Another challenge for the future is the need to adapt to the introduction of new materials in body construction, plus the use of familiar materials in fresh applications. Lightweight composites, now widely used in high-end vehicles, will increasingly be found in mass-market products. They present their own challenges in paintshops and in preparation areas, all of which have to be integrated into a seamless production process. In response, suppliers such as Eisenmann are integrating both traditional sanding and alternative processes such as laser technology with the spray booths. Electrostatic overspray removal systems, dry scrubbers, horizontal or cross-flow Venturi scrubbers can be incorporated as required.

Alongside the technical development, manufacturers are being offered alternative business models in the supply of equipment and paintshop development. ‘Pay on production’ (POP) deals, where the full responsibility for plant operation is assumed by the line developers, or ‘build, operate, transfer’ (BOT) arrangements are being canvassed within the industry and it may be that these models will have an attraction for some categories of paintshop customer.

Shaving seconds off sanding

One technological innovation at this year’s PaintExpo was an automated sanding system from Germany-based Asis, consisting of a six-axis robot from Yaskawa of Japan, an active contact flange from FerRobotics of Austria and an abrasive changeover station developed by Asis itself, plus off-the-shelf pneumatic or electric sanders. Sanding is associated with manual labour, but the Asis system enables the automated sanding of metal, carbon and plastic surfaces, and is claimed to offer reproducible quality, process reliability and flexibility. Furthermore, the automated changeover of sanding media can be achieved in under 15 seconds, according to Asis.

Sebastian Gottwald, project manager at Asis, regards the Yaskawa MH50 II robot, the centrepiece of the system, as a “universal genius”, saying that: “With its reach of more than two metres it is capable of a broad range of work, while maintaining a high degree of precision in all areas with a remarkable repeat accuracy of -/+ 0.2mm. Extremely good path behaviour of the robot is also critical for sanding processes, and the MH50 II does not fail to impress on this point.” He adds that the robot is very easy to programme.

Meanwhile, the active contact flange regulates contact pressure in all positions by means of a sensor system; an interface pad between the flange and the abrasive also caters to irregularly shaped surfaces. “With this solution, we can regulate the contact pressure far more accurately compared to the handheld sander,” explains Gottwald. “We can also work on body panels with different contact pressures and thus, for example, increase the removal rate over a surface and sand at more difficult points with due care and correspondingly lower pressure.”

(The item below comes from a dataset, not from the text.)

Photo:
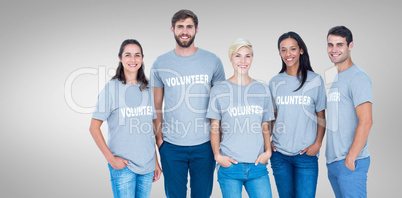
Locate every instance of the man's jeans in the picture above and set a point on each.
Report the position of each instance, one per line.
(347, 183)
(178, 161)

Automated sanding, Asis The automated sanding system from Asis can be used on metal, carbon and plastic surfaces, whether car bodies or components

The automated abrasive changeover process involves the robot moving to the station, clamping the grinding disc and exchanging old for new paper (the interface pad can be swapped similarly). Nonetheless, the dispenser holds enough abrasive material for operation over several hours before changeover is required.

The Asis automated system is already being employed in the automotive industry, for the sanding of vehicle bodies and components such as spoilers. “In a specific customer application, the sanding time for a certain component using our standard cell may be 12 minutes compared to 22 minutes for manual work,” says Gottwald. “The robots are not almost twice as fast in every application, but we always achieve time savings of 30%.”